A lot of it was based upon my experience getting a black belt in karate. … One of the things you need to learn is the strategic value of clear space. Trust me, when four people jump you in a dark alley, you do not want to have your brain wrapped around 3000 e-mails sitting in your in basket. That’s why, when I’m not doing anything else, folks, I’m cleaning up e-mail to zero: if I’m not exactly sure there’s something mission-critical I need to be doing right now, I am cleaning up.

Why? Because there is a surprise coming toward me I can’t see, and when that sucker hits, tonight, it might be landing while I’m speaking, … when that surprise hits, do you want to have still a lot of unconsciously accepted but not clarified agreements with yourself that you don’t know exactly what it means but it might be important and then suddenly having more stuff come in on you? That’s why interruption and surprise is becoming such a stresser these days, simply because most people have such a backlog of stuff that those surprises are hitting on huge backlogs so you have a subliminal sense of angst, you’re going to have a level there that is not clear to engage with that appropriately.

Which is a great argument for paying down your technical debt, too. If there’s one thing you can be sure about when working on legacy code, it’s that surprises are going to hit you when you don’t expect them.
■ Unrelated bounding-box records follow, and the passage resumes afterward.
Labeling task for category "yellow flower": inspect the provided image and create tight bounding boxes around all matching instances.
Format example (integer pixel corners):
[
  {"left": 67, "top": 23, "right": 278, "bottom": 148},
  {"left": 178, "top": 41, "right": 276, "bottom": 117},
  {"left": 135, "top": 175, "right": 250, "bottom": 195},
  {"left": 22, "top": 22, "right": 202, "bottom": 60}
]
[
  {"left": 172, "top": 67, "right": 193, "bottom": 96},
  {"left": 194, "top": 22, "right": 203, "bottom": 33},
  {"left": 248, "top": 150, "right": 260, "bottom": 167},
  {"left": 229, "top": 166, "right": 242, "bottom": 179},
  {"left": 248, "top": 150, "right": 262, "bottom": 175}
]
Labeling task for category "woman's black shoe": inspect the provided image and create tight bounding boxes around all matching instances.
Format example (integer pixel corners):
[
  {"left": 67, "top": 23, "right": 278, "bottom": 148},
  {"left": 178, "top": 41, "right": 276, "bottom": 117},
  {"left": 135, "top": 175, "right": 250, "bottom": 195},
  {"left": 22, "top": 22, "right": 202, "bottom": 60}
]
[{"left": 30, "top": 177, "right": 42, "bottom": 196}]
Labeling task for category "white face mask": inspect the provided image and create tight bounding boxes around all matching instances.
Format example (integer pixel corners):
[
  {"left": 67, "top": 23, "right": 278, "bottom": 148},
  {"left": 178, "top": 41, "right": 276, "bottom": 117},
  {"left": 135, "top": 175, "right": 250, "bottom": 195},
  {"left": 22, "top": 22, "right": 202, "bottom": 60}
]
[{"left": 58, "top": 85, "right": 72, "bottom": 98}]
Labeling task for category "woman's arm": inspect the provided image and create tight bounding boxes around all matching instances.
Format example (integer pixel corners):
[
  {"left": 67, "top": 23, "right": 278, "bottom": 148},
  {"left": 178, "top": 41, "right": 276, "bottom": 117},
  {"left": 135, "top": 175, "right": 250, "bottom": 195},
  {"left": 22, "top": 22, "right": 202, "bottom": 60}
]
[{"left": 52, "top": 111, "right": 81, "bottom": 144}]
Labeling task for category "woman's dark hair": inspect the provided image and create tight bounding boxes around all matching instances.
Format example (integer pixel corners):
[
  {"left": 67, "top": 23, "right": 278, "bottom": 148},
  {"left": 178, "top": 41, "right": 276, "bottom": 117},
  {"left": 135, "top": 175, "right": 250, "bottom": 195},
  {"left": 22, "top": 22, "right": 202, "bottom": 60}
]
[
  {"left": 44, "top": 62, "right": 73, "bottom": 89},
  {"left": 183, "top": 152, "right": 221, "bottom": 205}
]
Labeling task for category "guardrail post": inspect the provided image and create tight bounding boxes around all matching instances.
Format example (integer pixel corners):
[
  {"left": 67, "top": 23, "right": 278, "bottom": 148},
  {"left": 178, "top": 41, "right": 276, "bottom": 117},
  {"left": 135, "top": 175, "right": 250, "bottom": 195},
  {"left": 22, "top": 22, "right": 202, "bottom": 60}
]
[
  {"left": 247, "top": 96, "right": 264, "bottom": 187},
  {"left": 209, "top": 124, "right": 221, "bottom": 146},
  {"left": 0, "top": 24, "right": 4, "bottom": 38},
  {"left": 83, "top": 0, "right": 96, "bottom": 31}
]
And, when that happens, you’ll be so much better off if you have a relatively small backlog of technical debt to work with. Whereas, if your code has “a lot of unconsciously accepted but not clarified agreements with [itself]” (where “not clarified” can mean untested, it can mean tested but badly structured, it can mean code that only one person knows how to work with), then your sense of angst will be far from subliminal, and you won’t be able to engage with the code appropriately to solve your problem.

Incidentally, about 50 minutes into the talk, he mentioned that he’s started generating a tentative daily plan. He’d previously recommended against that, since one unexpected event can and probably will change the course of your entire day, but now he’s finding it useful to structure his day by picking up a few candidate high-priority items, while accepting that events may cause that plan to change. Which I was glad to hear, because I’ve been doing that at work for a few months, and am quite happy with the results. Though he also says that he didn’t need to do that until a year ago; I’m quite sure that I’m less busy now than he was a year ago, which suggests that I’m having problems with managing my commitments and next actions.